Beth Huntington

Personal information
- Full name: Beth Mavis Huntingdon (Née: Carnie)
- Born: 15 July 1945 (age 80)
- Height: 1.79 m (5 ft 10 in)

Netball career
- Playing positions: GS, GA
- Years: National team / Caps
- 1974-75: New Zealand / 13

Medal record
Representing New Zealand
Netball World Cup
| Bronze medal – third place | 1975 Auckland | Tournament |

= Beth Huntington =

New Zealand netball player

Beth Huntington was a New Zealand netball player who represented her country on 13 occasions.

==Netball career==
Beth Mavis Huntingdon (née Carnie) was born on 15 July 1945. She made her debut for the Silver Ferns, the New Zealand national netball team, on 15 October 1974 against Singapore, en route to a tour of England, where New Zealand remained unbeaten.
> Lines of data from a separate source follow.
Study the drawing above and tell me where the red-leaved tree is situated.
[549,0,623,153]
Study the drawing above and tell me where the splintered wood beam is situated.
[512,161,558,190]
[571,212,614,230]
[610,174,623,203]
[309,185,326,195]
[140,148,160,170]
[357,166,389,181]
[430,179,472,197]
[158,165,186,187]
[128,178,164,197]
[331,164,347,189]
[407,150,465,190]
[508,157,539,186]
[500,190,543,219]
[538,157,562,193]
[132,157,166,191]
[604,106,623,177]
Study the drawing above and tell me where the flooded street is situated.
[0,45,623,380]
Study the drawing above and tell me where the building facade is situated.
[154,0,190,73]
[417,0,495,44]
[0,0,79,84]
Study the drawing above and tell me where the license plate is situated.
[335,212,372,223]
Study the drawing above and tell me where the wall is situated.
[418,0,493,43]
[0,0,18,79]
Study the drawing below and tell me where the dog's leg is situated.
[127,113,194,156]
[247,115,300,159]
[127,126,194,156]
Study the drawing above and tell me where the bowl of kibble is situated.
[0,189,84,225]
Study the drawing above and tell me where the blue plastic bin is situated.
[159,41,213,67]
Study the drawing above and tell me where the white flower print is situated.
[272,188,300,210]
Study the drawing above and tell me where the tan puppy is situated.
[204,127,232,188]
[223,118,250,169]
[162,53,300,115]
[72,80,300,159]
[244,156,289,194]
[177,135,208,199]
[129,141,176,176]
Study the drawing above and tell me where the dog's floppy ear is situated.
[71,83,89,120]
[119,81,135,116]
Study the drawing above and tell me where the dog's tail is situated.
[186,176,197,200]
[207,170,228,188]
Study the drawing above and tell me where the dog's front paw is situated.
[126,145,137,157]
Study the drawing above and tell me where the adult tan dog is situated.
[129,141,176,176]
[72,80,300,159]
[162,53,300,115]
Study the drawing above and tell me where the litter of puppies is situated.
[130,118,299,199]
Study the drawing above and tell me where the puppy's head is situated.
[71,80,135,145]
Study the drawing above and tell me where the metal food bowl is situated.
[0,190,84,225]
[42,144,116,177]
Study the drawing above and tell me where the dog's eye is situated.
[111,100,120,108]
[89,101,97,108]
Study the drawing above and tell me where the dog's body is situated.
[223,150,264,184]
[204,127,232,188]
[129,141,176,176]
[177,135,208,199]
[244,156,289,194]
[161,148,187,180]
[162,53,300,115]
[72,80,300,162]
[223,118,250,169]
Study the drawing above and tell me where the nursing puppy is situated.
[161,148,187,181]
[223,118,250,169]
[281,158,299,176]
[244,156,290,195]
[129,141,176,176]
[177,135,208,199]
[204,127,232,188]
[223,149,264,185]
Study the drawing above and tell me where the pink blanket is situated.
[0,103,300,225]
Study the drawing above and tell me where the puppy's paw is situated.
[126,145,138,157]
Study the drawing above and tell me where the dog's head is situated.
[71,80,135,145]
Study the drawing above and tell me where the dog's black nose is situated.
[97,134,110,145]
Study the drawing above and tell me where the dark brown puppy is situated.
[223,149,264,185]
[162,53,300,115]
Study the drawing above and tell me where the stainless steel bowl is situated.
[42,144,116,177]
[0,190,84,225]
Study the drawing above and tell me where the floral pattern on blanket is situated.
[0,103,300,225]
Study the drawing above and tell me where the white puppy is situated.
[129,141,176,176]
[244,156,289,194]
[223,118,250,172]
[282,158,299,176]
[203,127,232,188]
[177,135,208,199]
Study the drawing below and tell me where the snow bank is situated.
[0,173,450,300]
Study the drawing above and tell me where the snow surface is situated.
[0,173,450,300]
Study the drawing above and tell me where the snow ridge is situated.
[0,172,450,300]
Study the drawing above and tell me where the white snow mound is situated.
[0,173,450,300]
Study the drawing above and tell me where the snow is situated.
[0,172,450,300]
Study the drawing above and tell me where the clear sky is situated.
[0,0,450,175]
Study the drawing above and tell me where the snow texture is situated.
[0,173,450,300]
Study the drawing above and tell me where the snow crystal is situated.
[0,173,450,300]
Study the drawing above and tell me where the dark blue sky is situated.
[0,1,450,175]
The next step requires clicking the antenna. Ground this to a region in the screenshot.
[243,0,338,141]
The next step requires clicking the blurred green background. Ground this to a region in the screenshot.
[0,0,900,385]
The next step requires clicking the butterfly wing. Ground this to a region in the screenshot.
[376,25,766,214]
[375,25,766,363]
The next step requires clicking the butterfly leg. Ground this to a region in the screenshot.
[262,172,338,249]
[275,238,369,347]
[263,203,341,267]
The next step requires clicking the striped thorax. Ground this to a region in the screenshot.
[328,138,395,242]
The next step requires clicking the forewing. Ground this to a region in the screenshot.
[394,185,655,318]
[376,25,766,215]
Playing as a goal shoot (GS), she was known for her idiosyncratic shooting style. In 1975 she was selected for the Silver Ferns team to take part in the world championships, which were held in Auckland, New Zealand, with New Zealand finishing in third place.

After retiring from playing Huntington continued her involvement with netball as a coach and was made a Life Member of Northern Suburbs Netball in Wellington.